Earl, the wife said, I’m not writing anything down, I refuse. Come on, talk to me about something else.
You write it down. Or you call this number—he recited the number digit by digit—they have advisors. You call that number and someone will help you.
The wife stared blankly at the screen but wasn’t writing anything down. As I was setting the iPad up for the call, testing the video and audio, Earl had told me that this was just a precaution, this was just him preparing for the worst because he was the pessimist in the family, his wife the optimist. You’ll see, he had said.
Earl was now agitated and trying to move his arms from under the thicket of tubes. For the love of God, get over yourself and pick up a pen. I’m trying to tell you something. I just want you to know what to do.
The wife continued to say nothing, but her eyes were shiny, her mouth a flat line.
I said if it was all the same to them, I could write some of this down. I had good recall and legibility.

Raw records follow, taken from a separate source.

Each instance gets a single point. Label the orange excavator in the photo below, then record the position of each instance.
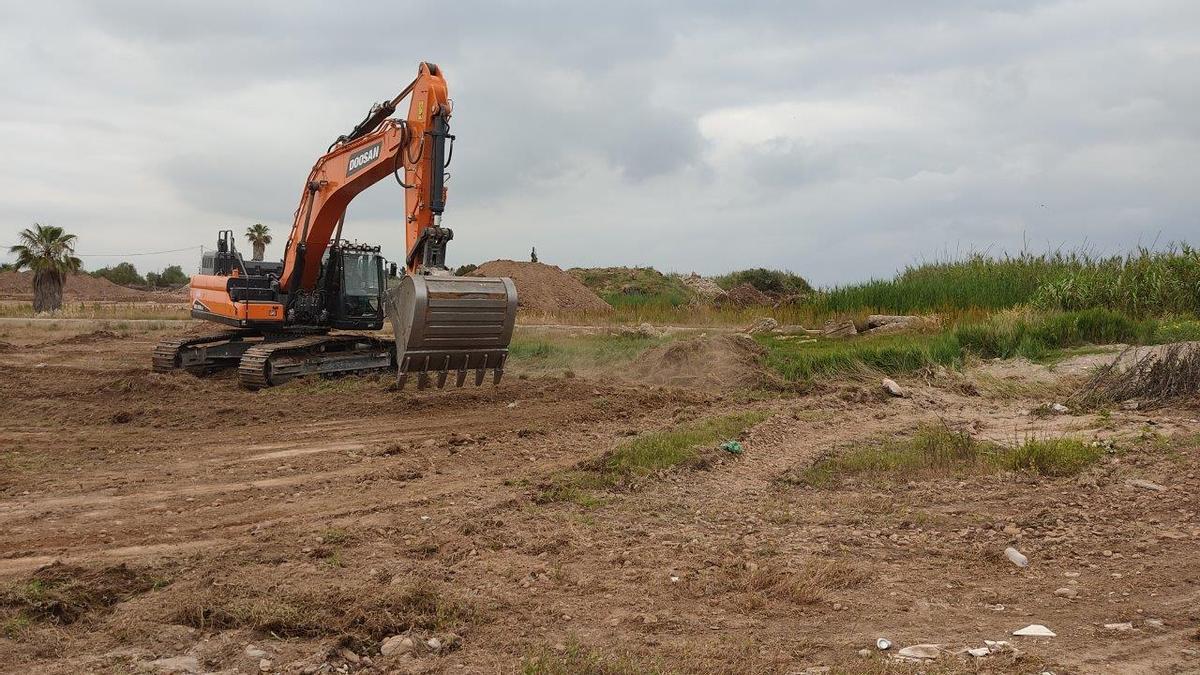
(306, 314)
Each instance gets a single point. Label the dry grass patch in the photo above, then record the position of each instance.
(65, 593)
(935, 451)
(808, 584)
(359, 614)
(1153, 378)
(577, 659)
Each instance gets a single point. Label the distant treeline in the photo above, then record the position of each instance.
(125, 274)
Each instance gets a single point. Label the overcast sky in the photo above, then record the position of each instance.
(838, 139)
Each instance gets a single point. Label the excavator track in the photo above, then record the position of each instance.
(273, 363)
(191, 353)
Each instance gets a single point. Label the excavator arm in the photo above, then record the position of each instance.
(414, 150)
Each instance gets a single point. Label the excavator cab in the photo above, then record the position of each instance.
(354, 287)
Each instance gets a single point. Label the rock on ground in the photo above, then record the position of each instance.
(839, 329)
(762, 326)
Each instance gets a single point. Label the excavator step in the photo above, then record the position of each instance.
(202, 353)
(273, 363)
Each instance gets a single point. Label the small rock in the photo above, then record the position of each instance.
(924, 651)
(839, 329)
(251, 651)
(996, 646)
(1017, 557)
(397, 644)
(892, 388)
(1145, 484)
(762, 324)
(178, 664)
(1035, 631)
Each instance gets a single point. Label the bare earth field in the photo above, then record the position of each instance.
(156, 524)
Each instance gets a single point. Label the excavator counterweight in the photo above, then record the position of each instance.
(286, 320)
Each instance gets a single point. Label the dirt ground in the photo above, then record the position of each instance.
(153, 523)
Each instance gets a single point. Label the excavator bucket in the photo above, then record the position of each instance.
(455, 326)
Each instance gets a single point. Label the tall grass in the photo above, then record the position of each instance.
(893, 354)
(1036, 335)
(1144, 282)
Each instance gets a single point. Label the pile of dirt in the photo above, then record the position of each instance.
(705, 287)
(83, 339)
(545, 288)
(19, 286)
(720, 362)
(748, 296)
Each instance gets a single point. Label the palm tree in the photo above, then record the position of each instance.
(49, 252)
(259, 236)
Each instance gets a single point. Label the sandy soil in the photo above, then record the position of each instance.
(545, 288)
(193, 526)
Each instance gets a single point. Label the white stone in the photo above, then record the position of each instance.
(1017, 557)
(178, 664)
(923, 651)
(397, 644)
(1035, 631)
(1145, 484)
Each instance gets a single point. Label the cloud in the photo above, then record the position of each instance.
(840, 141)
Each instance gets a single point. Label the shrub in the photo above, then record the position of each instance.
(767, 280)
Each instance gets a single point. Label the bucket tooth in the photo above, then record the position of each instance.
(402, 375)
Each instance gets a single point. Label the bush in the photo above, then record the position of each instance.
(767, 280)
(123, 273)
(893, 354)
(1033, 336)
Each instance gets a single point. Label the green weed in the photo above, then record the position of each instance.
(643, 455)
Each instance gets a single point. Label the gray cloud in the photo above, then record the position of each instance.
(839, 141)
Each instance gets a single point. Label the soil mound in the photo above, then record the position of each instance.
(19, 286)
(545, 288)
(705, 287)
(747, 296)
(83, 339)
(721, 362)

Someone write something down, Earl said. He didn’t care who.
I found a pen, paper. I had the nurse hold the iPad.
More account names and portfolios. The passwords were mostly numbers, and I knew Earl’s birthday, his height and weight, his vitals, but these numbers weren’t that. They were the birthdays of his wife and kids, followed by their initials and then a bunch of exclamation marks. Earl advised not doing much with one account but selling some in another. The wife nodded and had covered her mouth with her hand. The last account was for their retirement.
We have an advisor there, Earl said. His name is—now don’t laugh, I know you’re about to laugh. Please don’t. I’m tired, I have a tube up my nose. But his name is Earl, an utter coincidence. Don’t run off with him after I’m gone.
The wife did laugh. It was a laugh and then a cry. She said she didn’t think she could do any of this without him. He said that she could.
* * *
—
DURING MY WALK BACK from the hospital that day, I was, surprisingly, less tense. I told Earl that I would be there tomorrow, and he said he would see me tomorrow, though he wasn’t a morning person, so if by chance he was asleep or whatnot, he wished to not be disturbed. Lots could happen in the “whatnot” and what would happen to Earl I couldn’t predict. That I couldn’t predict many things, at times not even my own thoughts, still unsettled me. That I had to stay on guard and protect myself from both the tangible and intangible tired me to my core. But for a moment some of this unease receded, and with no one else around me, I slowed my pace, unclenched my jaw. I shook out my hands, my father’s hands, that had been stuffed into my coat pockets and looked around.
The street I was on had a grocery store, a pharmacy, and a convenience store that had remained open after the closure of nonessential business. Along with new guidelines on how to stay safe, there were still posters in its windows for produce, sales, and, on the outside of the convenience store, ads for the state lottery. play now! buy a ticket and try your luck.
Lotteries were unwinnable in real life but never in movies. There’s that children’s movie about a chocolate factory and the search for five golden tickets, tucked away in chocolate bars. So, if the airlines failed to provide my mother with a ticket, we could always look for one like that. My mother with her golden ticket, waving it around to celebrate that finally she could go home. But in real life, no win is ever unconditional. Once she left, I would be here again without a mother, and while I’d managed before and would again, I was more aware now of the exchange.
I hadn’t seen my father die. I had heard and read the report, the death certificate. I had seen, held, the box of ashes. The two Chinese characters of my name were carved into the stone of his tomb, next to my brother’s and under my mother’s. But it was also possible that he could be anywhere and that he could still surprise me with when he would turn up.
The convenience store I’d just passed was empty except for a dark-haired man behind the counter, face half wrapped in a bandanna, wiping his counters down with a terrycloth. Here was an essential business, as it had always been, and I stopped for a moment in front of the glass.